Comment pouvait–il en être autrement, lui qui n’avait pas hésité à se lancer à sauter dans une aventure à l’issue très probablement périlleuse. Le grand chef de Nkoldeng au Sud Cameroun résume son sacerdoce. « Ngôtô Zambe avait soin de dire aux gens qu’il ne recherchait la fortune de personne ni le pouvoir de gouverner, seulement la proclamation de la Bonne Nouvelle ». Dans nos églises aujourd’hui, ce commentaire peut s’appliquer honnêtement à combien de soi–disant serviteurs du Christ ? A méditer. Etre le premier semeur de la semence qui a germé et poussé en pays boulou n’aura été une sinécure, une partie de plaisir. Car c’est même au péril de sa vie qu’on s’exposait.

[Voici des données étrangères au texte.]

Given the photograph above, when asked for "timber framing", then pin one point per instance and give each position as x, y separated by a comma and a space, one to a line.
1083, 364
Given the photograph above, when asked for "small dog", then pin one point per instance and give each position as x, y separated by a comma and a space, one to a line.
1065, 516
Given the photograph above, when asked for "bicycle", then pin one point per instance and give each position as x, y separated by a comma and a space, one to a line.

En 13 années de travail, il a accompli une grande œuvre au Gabon d’abord, puis surtout pendant les deux dernières années de son travail parmi les Boulous.

Il a traduit la Bible en boulou et aucun Blanc n’a parlé la langue boulou avant lui et il désirait que les Boulous possèdent la parole de Dieu dans leur langue. Ainsi il a traduit les quatre évangiles de Mathieu, Marc, Luc et Jean bien que cette traduction ait connu des révisions car elle contenait plusieurs mots fangs.

Il a également écrit plusieurs cantiques pour que les Boulous puissent chanter à la gloire de Dieu.

LA MORT DE NGôTô ZAMBE DANS SA TERRE DE REPOS : LE SACRIFICE DE LA VOCATION

Pèlerin infatigable, évangéliste, ces voyages étaient pourtant épuisants. La rigueur du milieu n’a rien encouragé. Il envoie sa femme et son fils en Amérique en leur promettant son prochain retour. En revenant de son dernier voyage à Lolodorf, il s’est mis au lit en arrivant à Efulan. Le Dr Johnson, Mr Ford et Mr Kehr eurent beau lui donner tous les remèdes, son corps affaibli succomba à la maladie. Il mourut très rapidement et fut enterré le 13 décembre 1894 à l’âge de 38 ans sur la vieille colline du premier Efulan sur la route Ebolowa–Kribi par Akom II au Sud Cameroun cette terre où il repose en même temps que son souvenir reste mémorable dans le cœur des fidèles du Christ de l’Eglise Presbytérienne Camerounaise et de l’Eglise Presbytérienne Camerounaise Orthodoxe. Il meurt ainsi loin de sa famille à qui la nouvelle de sa mort parvint sans qu’ils ne puissent plus le revoir comme il leur avait promis le retour prochain.